Applying that standard, we affirm. Burton argues that Ark. Code Ann. § 16-93- 615(a)(1)(A) gives him an unequivocal right to parole. That provision states that except for inmates convicted of certain enumerated offenses, an inmate “shall be transferred” from prison to parole, “subject to rules promulgated by the Board of Corrections or the Post- Prison Transfer Board and conditions adopted by the Post-Prison Transfer Board.” Since he was not convicted of any of the offenses excluded by that provision, Burton argues section 16-93-615(a)(1)(A) required the Board to grant him parole. And as a result, he argues, he was entitled to proceed in forma pauperis and pursue a writ of mandamus directing the Board to follow the law.
Burton’s argument badly misses the mark. Contrary to his claim, section 16-93- 615(a)(1)(A) does not create an unqualified right to parole. On the contrary, that provision
2 merely says that certain inmates—those convicted of the enumerated offenses—are not eligible for parole and that others may be paroled “subject to rules and regulations promulgated by the Board of Corrections or the Post-Prison Transfer Board and conditions adopted by the Post-Prison Transfer Board.” Indeed, underscoring that reading, the statute’s very next sentence directs the Board to conduct a “risk-needs assessment” and determine whether an inmate is likely to reoffend and, “if parole is granted,” set conditions. Ark. Code Ann. § 16-93-615(a)(1)(B) (Repl. 2016). That language would make little sense if, as Burton claims, the Board has no discretion and is required to grant parole. And we do not read statutes in a way that would render them self-contradictory. See Ark. Parole Bd. v. Johnson, 2022 Ark. 209, at 5, 654 S.W.3d 820, 823; Antonin Scalia & Bryan A. Garner, Reading Law: The Interpretation of Legal Texts 180 (2012) (explaining that “there can be no justification for needlessly rendering provisions in conflict”). So we reject Burton’s claim that section 16-93-615(a)(1)(A) requires granting him parole.

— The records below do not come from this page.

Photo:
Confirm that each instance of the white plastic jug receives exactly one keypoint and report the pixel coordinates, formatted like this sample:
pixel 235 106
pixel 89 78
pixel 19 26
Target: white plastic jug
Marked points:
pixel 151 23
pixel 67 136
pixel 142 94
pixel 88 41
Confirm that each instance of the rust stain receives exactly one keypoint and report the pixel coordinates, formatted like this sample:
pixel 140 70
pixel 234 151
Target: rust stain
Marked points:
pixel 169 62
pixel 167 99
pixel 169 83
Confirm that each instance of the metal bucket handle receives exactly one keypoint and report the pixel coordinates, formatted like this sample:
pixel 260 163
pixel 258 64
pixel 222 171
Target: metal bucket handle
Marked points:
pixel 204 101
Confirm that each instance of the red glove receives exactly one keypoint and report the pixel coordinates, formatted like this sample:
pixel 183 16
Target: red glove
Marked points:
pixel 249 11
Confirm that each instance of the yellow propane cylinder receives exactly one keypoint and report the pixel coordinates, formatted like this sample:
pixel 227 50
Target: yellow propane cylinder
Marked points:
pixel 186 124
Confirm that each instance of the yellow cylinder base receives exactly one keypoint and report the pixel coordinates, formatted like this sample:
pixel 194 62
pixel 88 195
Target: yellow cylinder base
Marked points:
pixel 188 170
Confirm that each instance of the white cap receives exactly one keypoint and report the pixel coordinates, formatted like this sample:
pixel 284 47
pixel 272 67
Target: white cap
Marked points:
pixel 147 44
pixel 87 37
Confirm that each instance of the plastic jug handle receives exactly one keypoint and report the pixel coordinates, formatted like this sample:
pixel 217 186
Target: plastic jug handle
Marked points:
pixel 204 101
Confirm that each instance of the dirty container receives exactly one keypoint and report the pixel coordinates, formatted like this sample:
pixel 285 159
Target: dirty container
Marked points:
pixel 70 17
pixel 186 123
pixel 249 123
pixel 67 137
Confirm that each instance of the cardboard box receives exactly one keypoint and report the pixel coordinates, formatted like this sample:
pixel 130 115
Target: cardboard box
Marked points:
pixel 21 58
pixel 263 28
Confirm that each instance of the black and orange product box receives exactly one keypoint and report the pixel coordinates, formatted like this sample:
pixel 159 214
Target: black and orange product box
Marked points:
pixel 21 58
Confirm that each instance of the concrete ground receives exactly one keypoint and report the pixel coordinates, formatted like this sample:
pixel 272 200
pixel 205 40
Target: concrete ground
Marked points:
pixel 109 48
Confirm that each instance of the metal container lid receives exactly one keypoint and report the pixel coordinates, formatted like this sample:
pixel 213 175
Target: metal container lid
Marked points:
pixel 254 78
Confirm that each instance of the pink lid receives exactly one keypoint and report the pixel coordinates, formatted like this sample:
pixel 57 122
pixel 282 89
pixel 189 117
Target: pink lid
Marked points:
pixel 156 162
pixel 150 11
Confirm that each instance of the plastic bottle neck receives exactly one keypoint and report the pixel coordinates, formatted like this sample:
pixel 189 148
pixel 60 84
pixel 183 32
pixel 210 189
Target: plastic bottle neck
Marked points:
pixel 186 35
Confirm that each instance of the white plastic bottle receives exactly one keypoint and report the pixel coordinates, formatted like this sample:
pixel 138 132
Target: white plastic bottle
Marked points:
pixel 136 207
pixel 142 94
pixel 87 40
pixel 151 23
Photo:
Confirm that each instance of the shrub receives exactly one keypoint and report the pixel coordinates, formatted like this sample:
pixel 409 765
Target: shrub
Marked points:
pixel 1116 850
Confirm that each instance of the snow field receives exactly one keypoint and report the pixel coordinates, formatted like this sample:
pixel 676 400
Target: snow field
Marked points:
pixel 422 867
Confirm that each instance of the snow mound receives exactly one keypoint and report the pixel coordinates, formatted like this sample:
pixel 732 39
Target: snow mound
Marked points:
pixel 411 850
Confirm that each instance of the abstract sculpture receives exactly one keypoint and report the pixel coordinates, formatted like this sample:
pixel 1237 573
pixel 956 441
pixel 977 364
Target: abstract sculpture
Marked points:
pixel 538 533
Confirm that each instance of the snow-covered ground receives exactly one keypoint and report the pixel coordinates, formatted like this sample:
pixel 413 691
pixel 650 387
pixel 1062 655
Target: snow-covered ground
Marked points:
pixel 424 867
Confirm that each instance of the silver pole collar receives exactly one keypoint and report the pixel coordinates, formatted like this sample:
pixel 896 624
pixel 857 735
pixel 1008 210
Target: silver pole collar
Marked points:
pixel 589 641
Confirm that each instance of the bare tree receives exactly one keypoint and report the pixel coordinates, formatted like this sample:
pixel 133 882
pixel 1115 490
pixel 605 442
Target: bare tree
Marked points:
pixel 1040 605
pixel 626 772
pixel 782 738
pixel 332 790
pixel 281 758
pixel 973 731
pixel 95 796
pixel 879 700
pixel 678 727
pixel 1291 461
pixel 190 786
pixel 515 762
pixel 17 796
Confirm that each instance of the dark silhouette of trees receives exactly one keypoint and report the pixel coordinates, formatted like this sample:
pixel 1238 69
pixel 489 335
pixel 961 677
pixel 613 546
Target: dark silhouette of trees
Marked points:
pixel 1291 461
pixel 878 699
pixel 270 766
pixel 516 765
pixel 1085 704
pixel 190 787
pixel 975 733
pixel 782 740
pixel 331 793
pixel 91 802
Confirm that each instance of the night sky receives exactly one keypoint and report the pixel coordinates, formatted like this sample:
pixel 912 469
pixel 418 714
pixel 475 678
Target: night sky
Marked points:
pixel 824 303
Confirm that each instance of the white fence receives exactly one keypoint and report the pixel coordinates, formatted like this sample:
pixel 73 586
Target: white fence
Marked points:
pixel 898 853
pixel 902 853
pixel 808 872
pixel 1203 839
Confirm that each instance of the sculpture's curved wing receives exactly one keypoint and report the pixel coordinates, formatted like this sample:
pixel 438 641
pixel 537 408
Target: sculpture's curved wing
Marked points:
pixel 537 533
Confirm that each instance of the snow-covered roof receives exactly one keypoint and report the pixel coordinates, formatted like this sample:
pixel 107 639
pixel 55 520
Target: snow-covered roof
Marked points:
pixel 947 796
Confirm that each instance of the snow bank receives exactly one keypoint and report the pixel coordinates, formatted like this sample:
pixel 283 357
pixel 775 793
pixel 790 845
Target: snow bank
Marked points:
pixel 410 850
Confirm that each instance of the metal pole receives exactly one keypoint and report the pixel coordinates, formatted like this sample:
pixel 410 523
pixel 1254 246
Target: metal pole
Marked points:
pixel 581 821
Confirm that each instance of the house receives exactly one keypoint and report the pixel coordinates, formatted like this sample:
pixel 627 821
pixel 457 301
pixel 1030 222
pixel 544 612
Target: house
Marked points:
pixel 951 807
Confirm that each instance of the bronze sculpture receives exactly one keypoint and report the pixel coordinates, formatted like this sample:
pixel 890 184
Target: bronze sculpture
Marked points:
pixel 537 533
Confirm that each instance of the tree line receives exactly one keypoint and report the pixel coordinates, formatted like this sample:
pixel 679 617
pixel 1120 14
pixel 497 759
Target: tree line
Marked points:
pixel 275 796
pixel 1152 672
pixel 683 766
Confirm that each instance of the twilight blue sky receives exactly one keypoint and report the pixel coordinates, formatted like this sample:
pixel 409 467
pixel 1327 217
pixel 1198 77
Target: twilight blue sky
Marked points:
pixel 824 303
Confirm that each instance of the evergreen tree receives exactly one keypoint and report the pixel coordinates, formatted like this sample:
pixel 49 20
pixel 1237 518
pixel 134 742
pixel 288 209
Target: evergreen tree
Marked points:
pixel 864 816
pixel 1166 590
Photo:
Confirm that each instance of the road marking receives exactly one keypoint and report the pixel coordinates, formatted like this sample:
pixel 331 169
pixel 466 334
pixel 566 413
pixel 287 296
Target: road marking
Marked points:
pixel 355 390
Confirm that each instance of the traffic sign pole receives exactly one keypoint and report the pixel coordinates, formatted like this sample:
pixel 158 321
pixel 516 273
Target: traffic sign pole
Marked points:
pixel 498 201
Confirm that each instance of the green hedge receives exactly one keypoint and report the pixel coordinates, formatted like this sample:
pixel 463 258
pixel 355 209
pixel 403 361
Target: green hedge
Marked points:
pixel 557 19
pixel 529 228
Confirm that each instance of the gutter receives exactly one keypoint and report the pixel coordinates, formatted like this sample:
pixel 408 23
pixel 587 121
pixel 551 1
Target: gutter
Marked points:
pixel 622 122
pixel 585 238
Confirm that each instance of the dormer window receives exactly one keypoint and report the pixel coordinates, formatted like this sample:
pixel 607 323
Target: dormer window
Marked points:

Because Burton’s reading of the statute fails as a matter of law, he has not raised a legitimate claim based on mandamus that qualifies as a colorable cause of action. The circuit court therefore did not err—let alone abuse its discretion—in denying his petition to proceed in forma pauperis.
Affirmed.
WOMACK, J., dissents.
3
SHAWN A. WOMACK, Justice, dissenting. Dismissal of the case is proper pursuant to article 5, section 20 of the Arkansas Constitution. 1 Absent an express constitutional provision to the contrary, the State can never properly be a defendant in any of its courts.2 Here, Burton improperly made the State a defendant when he petitioned for mandamus relief in a new civil action below, 60CV-24-6968.3 Instead, he should have petitioned in one of his related, underlying criminal cases, 35CR-14-164 or 35CR-15-85. Accordingly, this court, like the circuit court below, lacks jurisdiction. For these reasons, the circuit court’s order must be reversed and the case dismissed.
Kenneth Burton, pro se appellant.
Tim Griffin, Att’y Gen., by: Walker K. Hawkins, Ass’t Att’y Gen., for appellee.
1
See Thurston v. League of Women Voters of Ark., 2022 Ark. 32, at 17, 639 S.W.3d 319, 327 (Womack, J., dissenting).
2
Id.
3
See Perry v. Payne, 2022 Ark. 112, at 5 (Womack, J., dissenting) (reasoning Article 5, section 20 required the dismissal of the appeal from denial of writ of mandamus and declaratory judgment).